São Paulo, quinta-feira, 19 de junho de 2008

Texto Anterior | Próximo Texto | Índice

Comandante assume ordem de ocupar favela

General Enzo Martins Peri diz que partiu dele decisão de colocar cerca de 250 militares na operação da Providência

Para o comandante do Exército, a morte dos três rapazes foi "abominável", mas um "fato isolado", e a operação deve continuar

ELIANE CANTANHÊDE
COLUNISTA DA FOLHA

O comandante do Exército, general Enzo Martins Peri, disse ontem que soube do projeto de recuperação de casas no morro da Providência, pelo seu autor, o senador e pré-candidato à Prefeitura do Rio Marcelo Crivella (PRB), e assumiu integralmente a decisão de colocar cerca de 250 oficiais e soldados na operação.
"Não houve pressão nenhuma, rigorosamente nenhuma [do Planalto e da Defesa]. Foi uma decisão do comandante do Exército Brasileiro", declarou o general, que é carioca e da Arma de Engenharia.
Em entrevista à Folha no seu gabinete no Quartel-General do Exército, antes da decisão judicial de retirada das tropas, Peri disse que a morte de três rapazes entregues ao tráfico por militares foi "abominável", mas um "fato isolado" e que a operação iria continuar. Eis os principais trechos:

 

FOLHA - Por que participar do projeto "Cimento Social"?
ENZO PERI -
O nosso Palácio Duque de Caxias fica junto ao morro da Providência. A situação do morro e a ação dos traficantes se refletiam na vizinhança. Isso era motivo de preocupação. Vimos o projeto do Ministério das Cidades para que fizéssemos uma ação de recuperação de casas ali no morro como uma oportunidade para ajudar aquela comunidade.

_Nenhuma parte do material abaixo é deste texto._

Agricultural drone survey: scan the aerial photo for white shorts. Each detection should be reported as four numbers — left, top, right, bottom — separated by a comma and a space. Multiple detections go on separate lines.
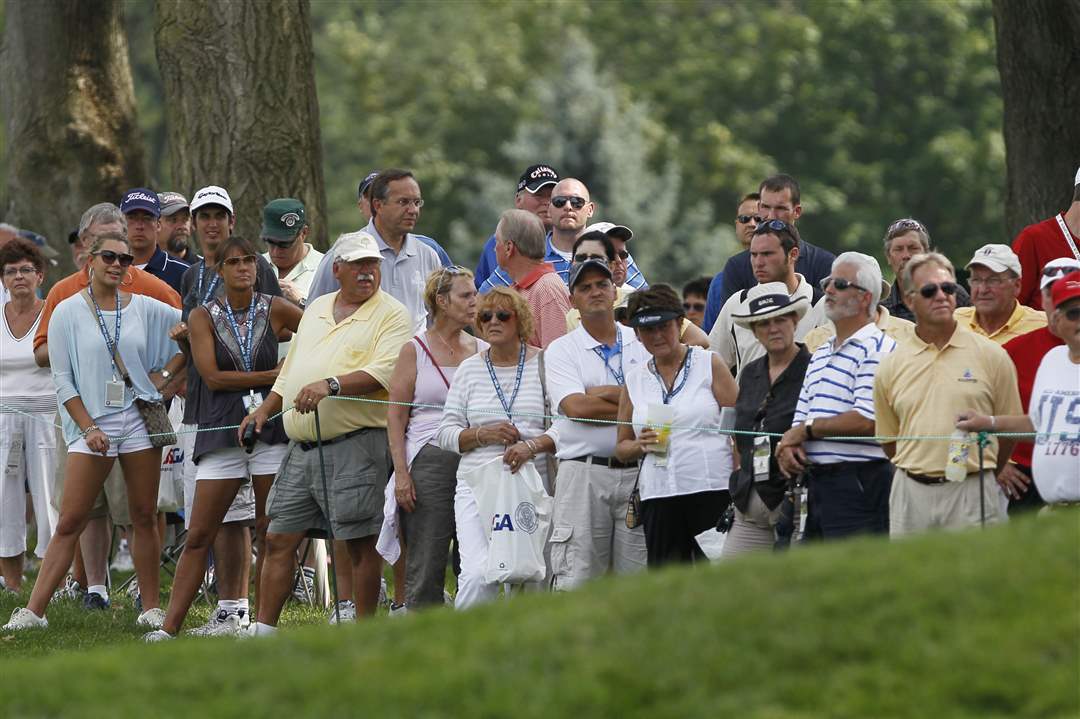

FOLHA - Houve pressão do Planalto e da Defesa para o Exército entrar? E resistências na Força?
PERI -
Não houve pressão nenhuma, rigorosamente nenhuma. Foi uma decisão do comandante do Exército Brasileiro.

FOLHA - Quem apresentou o projeto para o sr.?
PERI -
Nós soubemos do projeto pelo senador Marcelo Crivella. A origem e a emenda para liberar os recursos são do senador Crivella, e a efetivação veio do Ministério das Cidades.

FOLHA - Foi uma exceção o Exército num projeto assim?
PERI -
É mais uma "ação subsidiária" que faz parte das nossas ações previstas na Constituição e que fazemos em todo o Brasil.

FOLHA - De recuperação de casas?
PERI -
A recuperação de casas em favelas nós já fazemos em ações cívico-sociais, só que de menor porte. A diferença agora é de um porte maior.

FOLHA - E em área conflagrada, quase de guerrilha urbana. E o parecer do Comando Militar do Leste alertando para os riscos?
PERI -
Eu não sei desse parecer. O que existe, em qualquer ação ou operação, é um exame de vantagens e desvantagens e dos riscos que nós estaremos assumindo. Nesse caso, especificamente, isso foi tratado com muita tranqüilidade com o Comando Militar do Leste.

FOLHA - Que desvantagens? E o risco de contaminação entre militares e traficantes? De tiroteios?
PERI -
Isso foi considerado, mas o efeito maior, social, foi preponderante. Antes de entramos, a Polícia Militar já tinha feito um trabalho que nós chamamos de limpeza, de verificar os elementos já destacados e retirá-los.

FOLHA - O sr. fala em "ação subsidiária", mas um texto confidencial do ex-comandante da 9ª Brigada de Infantaria Motorizada, coronel William Soares, classifica a operação como GLO (Garantia da Lei e da Ordem). Por que não assumir isso?
PERI -
Se chegássemos a uma situação em que tivéssemos de ser empregados para garantir a lei e a ordem, tínhamos de já ter um planejamento. Temos de estar preparados para a hipótese: "E se acontecer algo?".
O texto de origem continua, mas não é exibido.